EDIT: Writing this response has encouraged me to explain entanglement in a longer post.

Hi Jason,

Thank you very much for this much needed article explaining what the basic principles behind a quantum computer are.

Unfortunately, you however simplify some of the concepts too much, admittedly along the lines of common misconceptions. I’m mainly referring to your explanation of entanglement. Actually, the effect you explain is perfect correlation and also possible in a completely classical world. An example which people often use is “Bertlmann’s socks”. Bertlmann is one of the pioneers of quantum information and has the rather eccentric habit of always wearing two differently colored socks, let’s say green and red ones. Now, imagine he could place his feet “lightyears apart” and you see one of them to be in green socks. You immediately know that the other one is red *without any entanglement involved*!

So what went wrong in your explanation? First of all, you omitted the probabilistic nature of quantum mechanics. You do not measure one qubit to be *always* up and the other one down, but rather measure 50% of the times up and down at both qubits. The second mistake was to omit the first effect you explained: superpositions. You can actually also measure in a basis of the superpositions (up+down) and (up-down) and you will still get the same result! 50% up-down and 50% up+down. That means that the information seemingly gained by this perfect correlation is *useless *unless you communicate your results to your measurement partner, but this you have to do over a classical communication channel, restricted to the speed of light.

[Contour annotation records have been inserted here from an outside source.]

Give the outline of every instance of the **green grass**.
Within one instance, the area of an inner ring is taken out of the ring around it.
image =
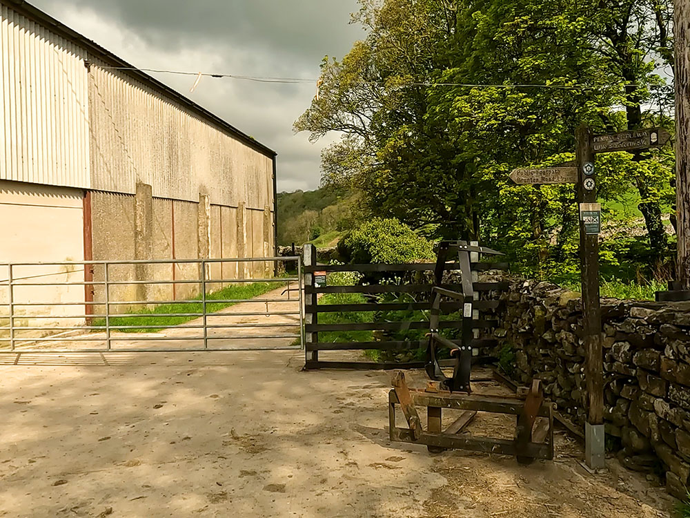
[[[318,238],[315,240],[312,240],[309,242],[317,248],[328,248],[332,246],[332,244],[334,242],[337,242],[342,235],[342,232],[339,232],[337,230],[332,230],[330,232],[322,234]]]
[[[364,295],[359,293],[326,294],[319,299],[319,305],[326,304],[366,304]],[[319,324],[357,324],[371,322],[369,311],[338,311],[319,313]],[[319,333],[319,342],[371,342],[371,331],[322,331]]]
[[[273,289],[277,289],[285,283],[281,281],[271,282],[251,282],[250,284],[233,284],[218,291],[206,294],[206,312],[215,313],[224,309],[226,307],[234,306],[239,303],[213,303],[210,300],[246,300]],[[201,296],[195,297],[195,302],[184,303],[178,304],[162,304],[151,309],[139,309],[133,311],[132,314],[136,316],[113,316],[110,318],[111,326],[126,325],[125,329],[117,329],[117,331],[125,333],[144,333],[155,332],[166,327],[184,324],[190,320],[199,317],[196,316],[164,316],[165,314],[186,314],[186,313],[202,313],[204,305],[201,303]],[[198,300],[199,302],[196,302]],[[106,320],[104,318],[99,318],[94,320],[93,325],[104,326]],[[154,328],[142,328],[137,326],[153,325]]]
[[[563,282],[561,286],[573,291],[580,291],[579,282]],[[653,300],[657,291],[665,291],[663,282],[651,280],[644,284],[625,282],[618,279],[602,280],[600,287],[601,296],[604,298],[619,298],[622,300]]]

This brings me to my last, but most important point:

**It is not possible to communicate information faster than the speed of light.**

And this also holds for entanglement. There is no *information* transported by measuring one of the qubits. But how can it be that they then always show opposite results? This is finally a point which you explained perfectly right: the entangled qubits behave as if they were one and the same object. And this was also experimentally proven by something called a test for bell’s inequality. It proved that our world cannot be real AND local at the same time. But this is maybe something for another time.